BlacKkKlansman (2018)—that’s right! A film with this kind of title is bound to be original, and it sure is.
The paramount aspect is of course the acting with Denzel Washington’s son John David Washington playing the lead role of an undercover detective who tries to infiltrate the KKK’s branch in Colorado Springs. He proves that he got the acting chops from his legendary father. Adam Driver, Jasper Pääkkönen (who I found out later on was Finnish and I could not digest that after finishing the flick), Ryan Eggold, and Topher Grace gave the finest performances of their careers up till now.
This biopic features the most unbelievable truth is stranger than fiction narrative since the 2018 documentary series, Wild Wild Country. It opens brilliantly and pays homage to several anti-black media (The Birth of a Nation) as well as blaxpoitation franchises (such as Shaft).
Where BlacKkKlansman fails is in its pacing. There are certainly scenes which could have been edited better, although long-time Spike Lee editor Barry Alexander Brown, does an overall impressive job here. The cinematography by Chayse Irvin also manages to colorfully show us the racially infuriated period of 70s USA.

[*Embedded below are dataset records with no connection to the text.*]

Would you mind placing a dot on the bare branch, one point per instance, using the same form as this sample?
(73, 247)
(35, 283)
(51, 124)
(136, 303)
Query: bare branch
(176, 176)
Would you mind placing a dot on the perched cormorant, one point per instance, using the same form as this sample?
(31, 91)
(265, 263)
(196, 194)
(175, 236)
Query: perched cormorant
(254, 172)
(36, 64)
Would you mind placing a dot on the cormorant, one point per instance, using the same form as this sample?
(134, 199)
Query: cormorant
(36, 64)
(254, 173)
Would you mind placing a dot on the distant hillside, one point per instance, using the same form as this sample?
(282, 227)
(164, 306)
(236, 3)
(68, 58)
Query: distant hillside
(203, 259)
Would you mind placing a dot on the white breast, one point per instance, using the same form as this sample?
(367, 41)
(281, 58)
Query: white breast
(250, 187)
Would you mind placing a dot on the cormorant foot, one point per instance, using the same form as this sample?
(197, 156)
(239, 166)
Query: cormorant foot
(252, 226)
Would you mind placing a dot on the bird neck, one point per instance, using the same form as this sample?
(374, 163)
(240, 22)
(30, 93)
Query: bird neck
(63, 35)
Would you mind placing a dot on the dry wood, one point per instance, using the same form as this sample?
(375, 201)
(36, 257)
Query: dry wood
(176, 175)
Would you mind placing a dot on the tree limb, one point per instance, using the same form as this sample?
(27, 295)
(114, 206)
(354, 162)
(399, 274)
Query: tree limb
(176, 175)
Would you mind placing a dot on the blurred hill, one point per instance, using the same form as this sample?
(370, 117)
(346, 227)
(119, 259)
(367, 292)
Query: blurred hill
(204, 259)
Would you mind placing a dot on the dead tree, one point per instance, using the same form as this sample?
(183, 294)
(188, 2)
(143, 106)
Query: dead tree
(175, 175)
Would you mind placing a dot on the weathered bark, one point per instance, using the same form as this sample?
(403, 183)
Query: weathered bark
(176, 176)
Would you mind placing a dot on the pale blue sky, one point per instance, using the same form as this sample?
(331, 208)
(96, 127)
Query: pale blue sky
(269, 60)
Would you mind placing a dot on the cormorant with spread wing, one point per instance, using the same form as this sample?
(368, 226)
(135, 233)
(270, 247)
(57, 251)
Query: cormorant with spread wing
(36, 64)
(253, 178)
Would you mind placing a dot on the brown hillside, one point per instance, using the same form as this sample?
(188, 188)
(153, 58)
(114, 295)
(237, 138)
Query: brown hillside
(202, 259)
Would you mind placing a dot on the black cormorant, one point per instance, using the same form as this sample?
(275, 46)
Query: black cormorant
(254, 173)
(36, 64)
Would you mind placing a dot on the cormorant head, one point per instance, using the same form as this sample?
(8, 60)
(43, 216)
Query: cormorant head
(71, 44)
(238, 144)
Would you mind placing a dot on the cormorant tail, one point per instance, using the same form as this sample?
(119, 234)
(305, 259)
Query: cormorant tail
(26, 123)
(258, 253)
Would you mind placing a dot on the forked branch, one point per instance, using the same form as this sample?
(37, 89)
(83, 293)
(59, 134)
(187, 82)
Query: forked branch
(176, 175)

In conclusion, BlacKkKlansman is one of the most unique flicks of 2018. It won Lee and three other writers the Best Adapted Screenplay Award (for adapting the 2014 memoir by Ron Stallworth) at the 91st Academy Awards, and also earned Lee his first directorial nod. This is only the second Spike Lee film that I’ve watched, and my first outing was Malcolm X, and though BlacKkKlansman is not as brilliantly made as the former, it still manages to stand tall in its own right while effectively passing the torch of the charismatic African-American lead role to the younger Washington.